An ex-mountain rescue team member, camping at a site nearby, heard their shouts for help and also managed to pass on brief details over a very poor line to the police.

Given the potentially serious nature of the incident, a request was immediately placed for helicopter assistance, and with the Bank Holiday meaning that many Team volunteers were elsewhere, we requested support from our neighbours at South Snowdonia Search & Rescue Team.

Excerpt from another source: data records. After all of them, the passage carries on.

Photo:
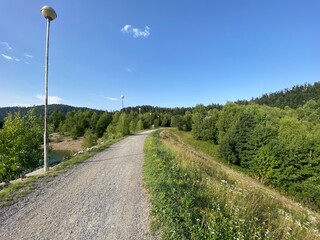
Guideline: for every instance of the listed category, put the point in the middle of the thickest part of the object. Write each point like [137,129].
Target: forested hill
[294,98]
[64,109]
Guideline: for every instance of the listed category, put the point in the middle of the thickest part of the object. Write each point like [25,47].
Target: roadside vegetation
[18,189]
[194,197]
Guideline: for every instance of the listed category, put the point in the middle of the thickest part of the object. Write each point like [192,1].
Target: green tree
[20,141]
[89,139]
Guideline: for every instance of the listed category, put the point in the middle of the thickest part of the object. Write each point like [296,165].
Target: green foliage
[89,139]
[192,199]
[294,98]
[20,141]
[280,146]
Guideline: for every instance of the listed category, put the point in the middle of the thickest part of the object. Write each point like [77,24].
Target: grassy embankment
[195,197]
[21,188]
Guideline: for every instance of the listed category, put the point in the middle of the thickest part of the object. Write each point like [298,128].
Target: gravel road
[101,198]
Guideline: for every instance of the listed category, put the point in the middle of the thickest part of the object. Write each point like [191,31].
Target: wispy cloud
[28,55]
[136,32]
[112,99]
[6,45]
[51,99]
[6,57]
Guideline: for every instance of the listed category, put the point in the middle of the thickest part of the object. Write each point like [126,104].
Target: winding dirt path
[99,199]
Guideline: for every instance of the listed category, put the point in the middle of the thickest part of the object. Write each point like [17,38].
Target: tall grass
[193,200]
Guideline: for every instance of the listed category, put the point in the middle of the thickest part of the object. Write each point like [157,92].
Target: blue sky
[168,53]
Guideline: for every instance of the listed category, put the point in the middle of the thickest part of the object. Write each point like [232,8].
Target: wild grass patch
[191,200]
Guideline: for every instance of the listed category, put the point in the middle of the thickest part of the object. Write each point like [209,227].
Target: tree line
[22,134]
[279,146]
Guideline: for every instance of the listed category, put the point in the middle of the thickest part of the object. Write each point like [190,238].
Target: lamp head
[48,13]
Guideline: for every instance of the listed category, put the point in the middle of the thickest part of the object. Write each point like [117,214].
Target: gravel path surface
[101,198]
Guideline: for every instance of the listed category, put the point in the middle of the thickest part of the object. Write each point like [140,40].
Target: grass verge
[191,199]
[19,189]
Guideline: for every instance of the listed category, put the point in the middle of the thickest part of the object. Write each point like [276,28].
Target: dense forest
[295,97]
[275,137]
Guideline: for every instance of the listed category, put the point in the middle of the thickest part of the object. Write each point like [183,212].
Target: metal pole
[45,143]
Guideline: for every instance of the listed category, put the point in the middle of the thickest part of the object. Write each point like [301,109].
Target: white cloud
[136,32]
[51,99]
[112,99]
[6,45]
[28,55]
[6,57]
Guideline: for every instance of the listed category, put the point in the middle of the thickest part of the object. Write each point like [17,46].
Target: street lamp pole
[49,15]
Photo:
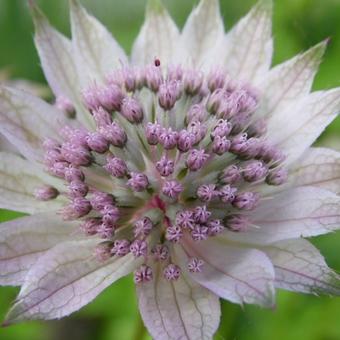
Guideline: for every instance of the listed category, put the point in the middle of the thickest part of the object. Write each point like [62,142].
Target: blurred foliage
[298,24]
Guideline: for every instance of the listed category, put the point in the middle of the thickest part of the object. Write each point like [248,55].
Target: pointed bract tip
[154,6]
[36,12]
[265,5]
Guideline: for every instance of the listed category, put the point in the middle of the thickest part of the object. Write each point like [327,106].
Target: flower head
[197,177]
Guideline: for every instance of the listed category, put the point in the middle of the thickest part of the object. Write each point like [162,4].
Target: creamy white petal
[290,80]
[296,128]
[5,145]
[18,180]
[248,48]
[58,62]
[97,53]
[239,275]
[319,167]
[300,212]
[158,37]
[202,33]
[26,120]
[64,279]
[177,310]
[300,267]
[24,240]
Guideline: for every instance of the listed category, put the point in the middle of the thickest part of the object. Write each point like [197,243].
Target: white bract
[189,164]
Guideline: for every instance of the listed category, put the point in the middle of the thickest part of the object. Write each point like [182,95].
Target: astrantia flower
[188,164]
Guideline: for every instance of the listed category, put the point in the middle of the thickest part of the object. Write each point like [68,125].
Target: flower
[189,164]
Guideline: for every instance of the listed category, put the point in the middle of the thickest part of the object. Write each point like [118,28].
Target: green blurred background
[298,24]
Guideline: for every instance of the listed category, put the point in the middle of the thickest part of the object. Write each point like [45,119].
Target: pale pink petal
[97,53]
[177,310]
[292,79]
[26,120]
[58,62]
[202,34]
[296,128]
[239,275]
[24,240]
[64,279]
[319,167]
[18,180]
[300,267]
[247,51]
[300,212]
[158,37]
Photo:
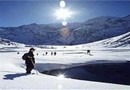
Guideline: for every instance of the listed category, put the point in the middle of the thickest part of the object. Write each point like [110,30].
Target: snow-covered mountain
[92,30]
[6,43]
[118,41]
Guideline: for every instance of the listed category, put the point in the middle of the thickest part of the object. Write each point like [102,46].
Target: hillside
[92,30]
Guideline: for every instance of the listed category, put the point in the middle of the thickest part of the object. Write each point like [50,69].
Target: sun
[63,13]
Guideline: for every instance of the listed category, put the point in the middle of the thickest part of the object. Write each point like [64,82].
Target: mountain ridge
[92,30]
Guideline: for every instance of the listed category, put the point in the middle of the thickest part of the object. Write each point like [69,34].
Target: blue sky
[16,13]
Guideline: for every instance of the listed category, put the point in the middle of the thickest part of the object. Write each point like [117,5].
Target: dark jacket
[30,61]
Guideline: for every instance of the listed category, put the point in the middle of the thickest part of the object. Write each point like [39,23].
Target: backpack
[25,56]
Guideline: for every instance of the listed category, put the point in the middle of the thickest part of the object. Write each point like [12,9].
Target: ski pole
[34,67]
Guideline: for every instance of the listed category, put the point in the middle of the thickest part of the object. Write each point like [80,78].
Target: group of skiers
[30,60]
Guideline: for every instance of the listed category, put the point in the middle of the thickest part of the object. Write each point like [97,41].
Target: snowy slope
[12,70]
[95,29]
[118,41]
[8,43]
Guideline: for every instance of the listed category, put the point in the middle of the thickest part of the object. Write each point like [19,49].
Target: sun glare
[63,14]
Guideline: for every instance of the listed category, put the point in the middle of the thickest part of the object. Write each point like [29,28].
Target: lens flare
[63,14]
[64,23]
[62,4]
[61,76]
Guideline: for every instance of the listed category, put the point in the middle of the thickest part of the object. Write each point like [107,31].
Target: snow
[12,68]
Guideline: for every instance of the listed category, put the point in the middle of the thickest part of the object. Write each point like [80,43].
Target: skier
[46,53]
[51,53]
[88,52]
[30,61]
[54,53]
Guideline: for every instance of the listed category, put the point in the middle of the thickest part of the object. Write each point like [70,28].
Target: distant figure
[46,53]
[51,53]
[88,52]
[29,60]
[54,53]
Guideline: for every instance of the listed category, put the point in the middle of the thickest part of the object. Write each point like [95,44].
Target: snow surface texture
[12,68]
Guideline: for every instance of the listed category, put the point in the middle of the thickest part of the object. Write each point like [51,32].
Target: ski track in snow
[12,68]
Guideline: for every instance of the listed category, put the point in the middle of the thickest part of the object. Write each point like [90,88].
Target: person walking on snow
[30,61]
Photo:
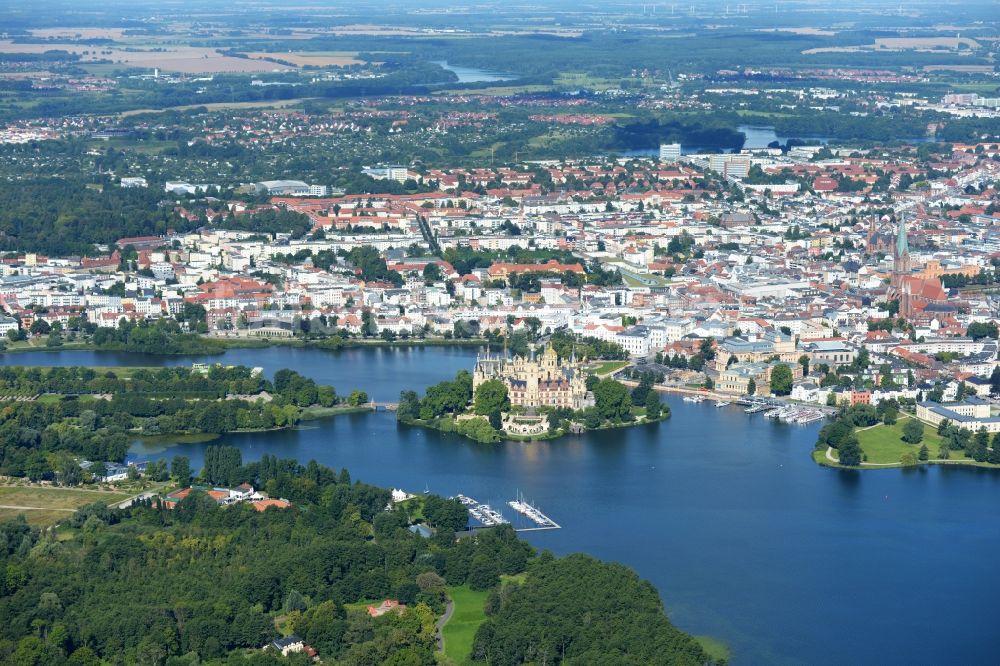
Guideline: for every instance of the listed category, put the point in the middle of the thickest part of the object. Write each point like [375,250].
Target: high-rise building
[670,152]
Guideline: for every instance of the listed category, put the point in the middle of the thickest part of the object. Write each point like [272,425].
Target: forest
[551,619]
[95,414]
[66,216]
[204,584]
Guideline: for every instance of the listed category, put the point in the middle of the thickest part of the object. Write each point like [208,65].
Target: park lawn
[461,629]
[715,648]
[50,504]
[607,367]
[884,444]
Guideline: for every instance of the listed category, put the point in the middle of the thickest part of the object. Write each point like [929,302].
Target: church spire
[902,245]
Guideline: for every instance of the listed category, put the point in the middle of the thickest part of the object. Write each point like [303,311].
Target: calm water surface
[473,74]
[745,537]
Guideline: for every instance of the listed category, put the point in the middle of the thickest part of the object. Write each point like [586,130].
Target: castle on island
[533,383]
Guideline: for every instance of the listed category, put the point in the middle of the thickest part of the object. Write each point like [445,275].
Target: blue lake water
[745,537]
[474,74]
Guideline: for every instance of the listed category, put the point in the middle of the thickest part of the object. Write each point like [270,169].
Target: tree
[483,573]
[913,431]
[994,455]
[409,406]
[180,469]
[612,400]
[781,379]
[653,406]
[849,451]
[491,398]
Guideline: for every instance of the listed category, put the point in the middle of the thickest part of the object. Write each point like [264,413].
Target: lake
[745,537]
[473,74]
[757,136]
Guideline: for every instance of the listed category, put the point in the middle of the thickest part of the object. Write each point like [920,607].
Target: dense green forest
[65,216]
[95,414]
[204,584]
[569,611]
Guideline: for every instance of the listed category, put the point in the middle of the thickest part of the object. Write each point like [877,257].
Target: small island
[530,398]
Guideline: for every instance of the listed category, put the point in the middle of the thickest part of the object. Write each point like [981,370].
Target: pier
[531,512]
[484,513]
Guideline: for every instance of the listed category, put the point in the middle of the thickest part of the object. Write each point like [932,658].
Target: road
[132,500]
[449,608]
[33,508]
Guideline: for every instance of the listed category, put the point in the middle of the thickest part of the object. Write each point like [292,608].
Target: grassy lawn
[46,505]
[715,648]
[461,628]
[884,444]
[607,367]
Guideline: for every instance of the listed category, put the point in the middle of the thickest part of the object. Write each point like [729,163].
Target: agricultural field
[45,505]
[318,59]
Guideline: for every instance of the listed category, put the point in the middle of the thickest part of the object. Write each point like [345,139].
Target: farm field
[43,505]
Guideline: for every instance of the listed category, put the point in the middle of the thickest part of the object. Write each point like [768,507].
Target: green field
[43,505]
[715,648]
[884,444]
[461,628]
[607,367]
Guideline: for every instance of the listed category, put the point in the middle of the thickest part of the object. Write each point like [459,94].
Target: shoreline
[223,344]
[545,437]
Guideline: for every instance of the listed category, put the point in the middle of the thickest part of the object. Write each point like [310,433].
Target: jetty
[533,514]
[484,513]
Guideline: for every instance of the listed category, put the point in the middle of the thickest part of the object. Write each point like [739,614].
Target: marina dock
[532,513]
[484,513]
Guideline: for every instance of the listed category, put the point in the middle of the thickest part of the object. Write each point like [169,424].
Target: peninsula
[531,398]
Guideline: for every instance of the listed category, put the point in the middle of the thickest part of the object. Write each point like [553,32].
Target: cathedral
[913,292]
[532,383]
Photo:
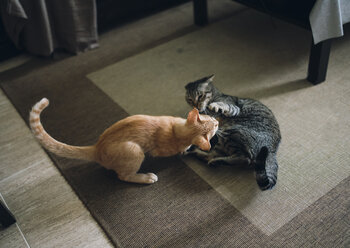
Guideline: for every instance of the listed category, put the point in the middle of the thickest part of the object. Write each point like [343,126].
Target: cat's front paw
[214,162]
[219,107]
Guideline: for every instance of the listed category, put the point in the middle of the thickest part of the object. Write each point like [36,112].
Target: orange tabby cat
[122,146]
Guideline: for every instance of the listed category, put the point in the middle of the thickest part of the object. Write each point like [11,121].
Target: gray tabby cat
[248,132]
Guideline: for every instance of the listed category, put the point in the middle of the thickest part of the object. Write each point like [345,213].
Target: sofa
[304,13]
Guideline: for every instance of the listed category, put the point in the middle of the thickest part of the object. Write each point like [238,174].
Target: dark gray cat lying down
[248,132]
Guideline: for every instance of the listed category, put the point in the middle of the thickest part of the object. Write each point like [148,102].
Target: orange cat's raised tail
[54,146]
[122,146]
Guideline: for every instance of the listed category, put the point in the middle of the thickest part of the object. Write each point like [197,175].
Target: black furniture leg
[200,10]
[318,61]
[6,217]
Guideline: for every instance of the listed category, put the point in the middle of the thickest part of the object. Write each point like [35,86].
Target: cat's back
[256,115]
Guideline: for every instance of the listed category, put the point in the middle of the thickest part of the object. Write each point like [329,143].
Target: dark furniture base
[319,53]
[6,217]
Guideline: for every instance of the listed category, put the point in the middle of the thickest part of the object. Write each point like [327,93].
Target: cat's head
[204,128]
[200,92]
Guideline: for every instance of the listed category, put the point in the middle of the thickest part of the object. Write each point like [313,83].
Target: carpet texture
[313,156]
[191,205]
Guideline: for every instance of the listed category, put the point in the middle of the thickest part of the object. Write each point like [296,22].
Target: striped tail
[265,171]
[54,146]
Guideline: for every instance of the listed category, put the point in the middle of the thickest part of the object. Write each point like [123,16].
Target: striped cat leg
[230,160]
[202,155]
[229,110]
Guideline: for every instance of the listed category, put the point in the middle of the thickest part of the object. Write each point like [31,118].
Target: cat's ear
[210,78]
[193,116]
[203,143]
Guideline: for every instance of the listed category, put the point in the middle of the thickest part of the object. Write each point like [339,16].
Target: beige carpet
[252,57]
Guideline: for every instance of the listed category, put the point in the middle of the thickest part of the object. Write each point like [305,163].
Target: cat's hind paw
[151,178]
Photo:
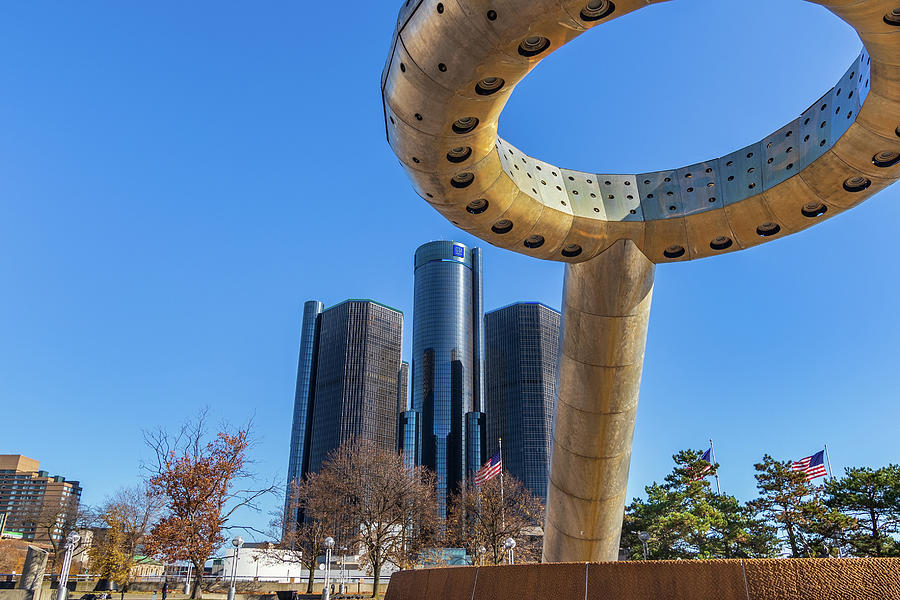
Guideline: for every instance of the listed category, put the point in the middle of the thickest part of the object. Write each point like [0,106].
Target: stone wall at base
[770,579]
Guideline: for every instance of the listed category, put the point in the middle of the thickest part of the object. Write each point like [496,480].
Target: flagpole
[828,458]
[502,502]
[713,453]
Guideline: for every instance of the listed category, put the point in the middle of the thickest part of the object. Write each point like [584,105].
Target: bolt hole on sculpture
[458,63]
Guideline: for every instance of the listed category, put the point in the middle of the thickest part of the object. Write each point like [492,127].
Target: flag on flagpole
[813,466]
[490,469]
[707,456]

Coast Guard helicopter Rescue936 was quickly on scene, but with the climbers unsecured on a ledge there was concern that, if they attempted to winch the casualty, the aircraft’s powerful downwash could easily blow them off the crag.

Making use of the aircraft to upload equipment and Team personnel to the top of the face, our rope-rescue technicians set about rigging a system to raise the pair to the crag-top. This was a difficult process, with a couple of factors slowing efforts to reach the casualty. Firstly there was little in the way of natural anchors to secure the system, and it was difficult to find soil deep enough to make use of our steel anchor pins. Secondly, the position of the casualties could not be seen from the top of the crag, so the positioning was being directed by spotters some distance away at the foot of the crag. 

On the first attempt at lowering, the rescuer got within shouting distance, but could not reach the pair. However, this foray onto the face helped the rope-technicians re-rig  in the optimal position, and the pair were reached on the second attempt. 

Having further assessed the injured man whilst on the ledge, he was assisted up the face using a hauling system. The rescuer then returned down the crag to collect the woman. After further assessment at the crag-top, the pair were assisted to the nearby helicopter, and were down-lifted, along with Team volunteers and equipment.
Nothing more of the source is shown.